Emerging optical networks must carry burgeoning Internet traffic and will require many more optical components (and different types of components) than the initial point-to-point systems. The complexity of networks with 80 to 160 channels means that hundreds of discrete optical devices are required. One approach to reducing the cost per function of optical components is to integrate multiple functions in a single package. Fairly complex optical integrated circuits already have been developed in the form of arrayed waveguide gratings (AWGs) for dense wavelength-division multiplexing (DWDM). The AWGs are optical circuits fabricated from waveguides arranged on a silicon wafer and are made using well-established tools and techniques from the semiconductor industry.

To be successful, integrated devices, such as AWGs, must provide greatly reduced cost per function without sacrificing the performance necessary for demanding telecom applications. Key performance parameters are insertion loss, crosstalk, uniformity, and polarization-dependent loss (PDL). Equally important for overall system performance are polarization-mode dispersion (PMD) and group-delay dispersion. Although sometimes not mentioned, these parameters are critical for networks operating at OC-192 and above.

Arrayed waveguide gratings

Since AWGs were first proposed by Smit in 1988, extensive work has gone into applying them to DWDM.1,2,3 They represent, in and of themselves, a fairly high degree of integration. Commercial AWGs are available with 40 channels, each spaced at 50 or 100 GHz. The same function performed with thin-film filters would require 39 or more different filters, each with its associated beam expansion and re-focusing optics, or more than 120-piece parts. Laboratory demonstrations of AWGs with 128 and 256 channels spaced at 25 GHz have shown that AWGs can scale to even higher channel counts.4,5 Furthermore, the insertion loss of an AWG does not increase linearly with channel count as it does for thin-film filters and for fiber Bragg gratings (FBGs) (also see page 41). The AWGs have the best cost/performance ratio at high channel counts. When viewed from the perspective of what is placed on the chip, the level of integration is also impressive (see Fig. 1).

For the AWG to operate properly, each of the more than 100 optical elements on the chip must perform precisely. Such is the power of semiconductor manufacturing techniques that, once the design is correct and the manufacturing process stable, these integrated optical circuits can be manufactured reliably in high volume.

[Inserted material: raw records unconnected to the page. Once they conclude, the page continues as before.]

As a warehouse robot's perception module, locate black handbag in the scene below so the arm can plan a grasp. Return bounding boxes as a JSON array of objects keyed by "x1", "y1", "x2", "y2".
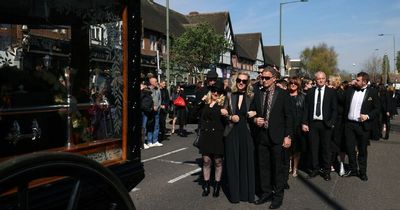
[{"x1": 193, "y1": 131, "x2": 200, "y2": 148}]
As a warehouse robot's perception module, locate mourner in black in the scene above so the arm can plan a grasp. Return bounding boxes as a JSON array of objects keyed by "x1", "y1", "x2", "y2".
[
  {"x1": 345, "y1": 72, "x2": 380, "y2": 181},
  {"x1": 199, "y1": 81, "x2": 225, "y2": 197},
  {"x1": 250, "y1": 67, "x2": 293, "y2": 209},
  {"x1": 224, "y1": 72, "x2": 256, "y2": 203},
  {"x1": 302, "y1": 71, "x2": 337, "y2": 181}
]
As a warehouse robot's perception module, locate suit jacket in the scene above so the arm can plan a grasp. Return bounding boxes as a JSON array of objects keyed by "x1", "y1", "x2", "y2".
[
  {"x1": 250, "y1": 87, "x2": 293, "y2": 144},
  {"x1": 224, "y1": 92, "x2": 253, "y2": 136},
  {"x1": 303, "y1": 86, "x2": 337, "y2": 128},
  {"x1": 344, "y1": 87, "x2": 381, "y2": 130}
]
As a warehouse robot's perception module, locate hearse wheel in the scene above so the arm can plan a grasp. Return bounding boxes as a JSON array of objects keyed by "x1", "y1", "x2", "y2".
[{"x1": 0, "y1": 152, "x2": 135, "y2": 210}]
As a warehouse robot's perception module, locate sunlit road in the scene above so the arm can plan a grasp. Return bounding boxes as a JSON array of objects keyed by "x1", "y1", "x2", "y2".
[{"x1": 130, "y1": 117, "x2": 400, "y2": 210}]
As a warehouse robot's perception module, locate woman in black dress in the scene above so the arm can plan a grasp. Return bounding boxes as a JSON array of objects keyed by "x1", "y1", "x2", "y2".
[
  {"x1": 199, "y1": 83, "x2": 225, "y2": 197},
  {"x1": 222, "y1": 72, "x2": 255, "y2": 203},
  {"x1": 288, "y1": 77, "x2": 307, "y2": 177}
]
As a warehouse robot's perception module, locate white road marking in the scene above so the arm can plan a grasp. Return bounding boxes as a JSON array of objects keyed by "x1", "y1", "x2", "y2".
[
  {"x1": 168, "y1": 168, "x2": 201, "y2": 184},
  {"x1": 142, "y1": 147, "x2": 187, "y2": 163},
  {"x1": 131, "y1": 187, "x2": 140, "y2": 192},
  {"x1": 159, "y1": 159, "x2": 198, "y2": 166}
]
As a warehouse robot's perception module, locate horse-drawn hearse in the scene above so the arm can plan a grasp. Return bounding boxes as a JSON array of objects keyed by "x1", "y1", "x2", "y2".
[{"x1": 0, "y1": 0, "x2": 144, "y2": 210}]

The shape of the AWG filter passband versus wavelength can be altered by changing details of the lens region and the transition to the waveguide array (see Fig. 2). The "regular" or "Gaussian" passband exhibits the lowest loss at the peak but is very "pointy," requiring greater stabilization of the laser wavelength. Furthermore, for applications in which the light passes through several AWGs (such as in optical add/drop multiplexing) the multiplicative effect of the filtering function reduces the passband to almost nothing. An alternative to the Gaussian passband shape is the "flat top" or "wide band" shape, which has a uniform insertion loss across it and is therefore not as sensitive to laser drift or cascaded filters as is the "Gaussian" one. However, the loss in a wide-band device is, of necessity, somewhat higher (about 2 to 3 dB) than that in a Gaussian one.

Crosstalk and insertion loss

As with any filter, AWGs do not perform their wavelength selection function perfectly. The data show that the bandpass filter functions do not become infinitely small (see Fig. 2). Instead, the curves level out and form what is called the noise floor. This causes some of the light from one channel to leak into other channels, where it causes noise and crosstalk.

Isolation and crosstalk are sometimes used interchangeably but, in general, isolation describes the difference between the signal power and the unwanted noise in the passband, while crosstalk is the total noise power in the signal passband, referenced to the input power into the device (see Fig. 3). In other words, crosstalk includes the device loss, while isolation does not.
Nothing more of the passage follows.